Given egolf2019 is in good shape is my conclusion (egolf of my friend) for mechanical part, battery, etc.

I was curious, if there is phenomena around SOC 50% as at mine egolf. I just made test. I charged to 80% SOC and go to work, with little bit km more to hit discharge to SOC 53. After 3 hours i go to car and SOC was 50 % (voltage of battery at 50 SOC was +few mV higher than at 53 SOC). So behaviour the same like with my egolf (2018). I expect, that it is some typical behaviour which corespond with some change of calibration curves around 50% where NMC have breakpoint. How i wrote before, if i charge to 80% and end my trip at 62ˇ%, when i come back to car i see again 62%. Described phenomena i see at longer drive when i finish my trip below SOC 60%. Experiment with my friends egolf 2019 prove it.
 
I have seen this too.
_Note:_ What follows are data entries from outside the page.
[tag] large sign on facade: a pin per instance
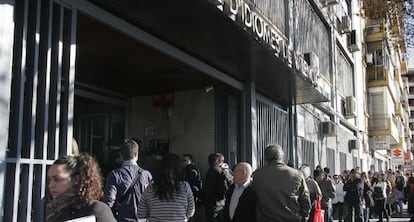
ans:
(380, 142)
(252, 20)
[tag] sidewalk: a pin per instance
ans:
(394, 218)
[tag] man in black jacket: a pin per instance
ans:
(241, 198)
(354, 197)
(215, 188)
(193, 177)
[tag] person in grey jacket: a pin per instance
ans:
(282, 193)
(328, 192)
(119, 180)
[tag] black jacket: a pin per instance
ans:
(215, 186)
(246, 208)
(97, 208)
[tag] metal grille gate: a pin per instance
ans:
(41, 116)
(272, 127)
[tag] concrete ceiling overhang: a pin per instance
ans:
(201, 30)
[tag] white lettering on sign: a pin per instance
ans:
(252, 20)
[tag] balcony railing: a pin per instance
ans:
(379, 123)
(376, 73)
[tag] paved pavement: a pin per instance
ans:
(395, 218)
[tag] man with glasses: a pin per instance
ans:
(240, 198)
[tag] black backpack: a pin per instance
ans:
(378, 193)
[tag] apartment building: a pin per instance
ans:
(386, 65)
(228, 76)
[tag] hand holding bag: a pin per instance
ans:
(319, 214)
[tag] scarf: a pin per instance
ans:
(54, 207)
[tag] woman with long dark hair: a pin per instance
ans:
(75, 185)
(169, 198)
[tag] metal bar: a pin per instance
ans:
(20, 118)
(71, 79)
(58, 74)
(48, 43)
(34, 104)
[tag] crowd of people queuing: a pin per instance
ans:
(174, 190)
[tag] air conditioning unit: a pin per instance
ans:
(369, 58)
(353, 145)
(328, 128)
(328, 3)
(313, 62)
(345, 25)
(350, 107)
(372, 29)
(352, 41)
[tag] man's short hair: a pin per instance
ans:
(274, 153)
(212, 159)
(189, 156)
(129, 149)
(317, 172)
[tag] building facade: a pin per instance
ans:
(197, 77)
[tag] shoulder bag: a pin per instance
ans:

I don't exactly understand why this happens, but I agree it is related to the BMS calibration, and slight changes in temperature of the pack while the car is sitting. I don't worry about it - my battery pack works just fine.
 
I did some research and found that there is hysteresis in the SoC vs Voltage curve. Additionally, you need to be sure you are looking at the resting voltage of the pack, not a pack that is actively charging or discharging. Finally, it is very likely that the e-Golf SoC estimation is accomplished by Coulomb counting algorithm, and not based on pack or cell voltage.
 
Thank you for your research. Now, we have agreed for 3 egolf, that it is normal phenomena. I have not any problem with my battery pack too, only this i was observe. I am wathing at this values when car is staying, without any charging/discharging state.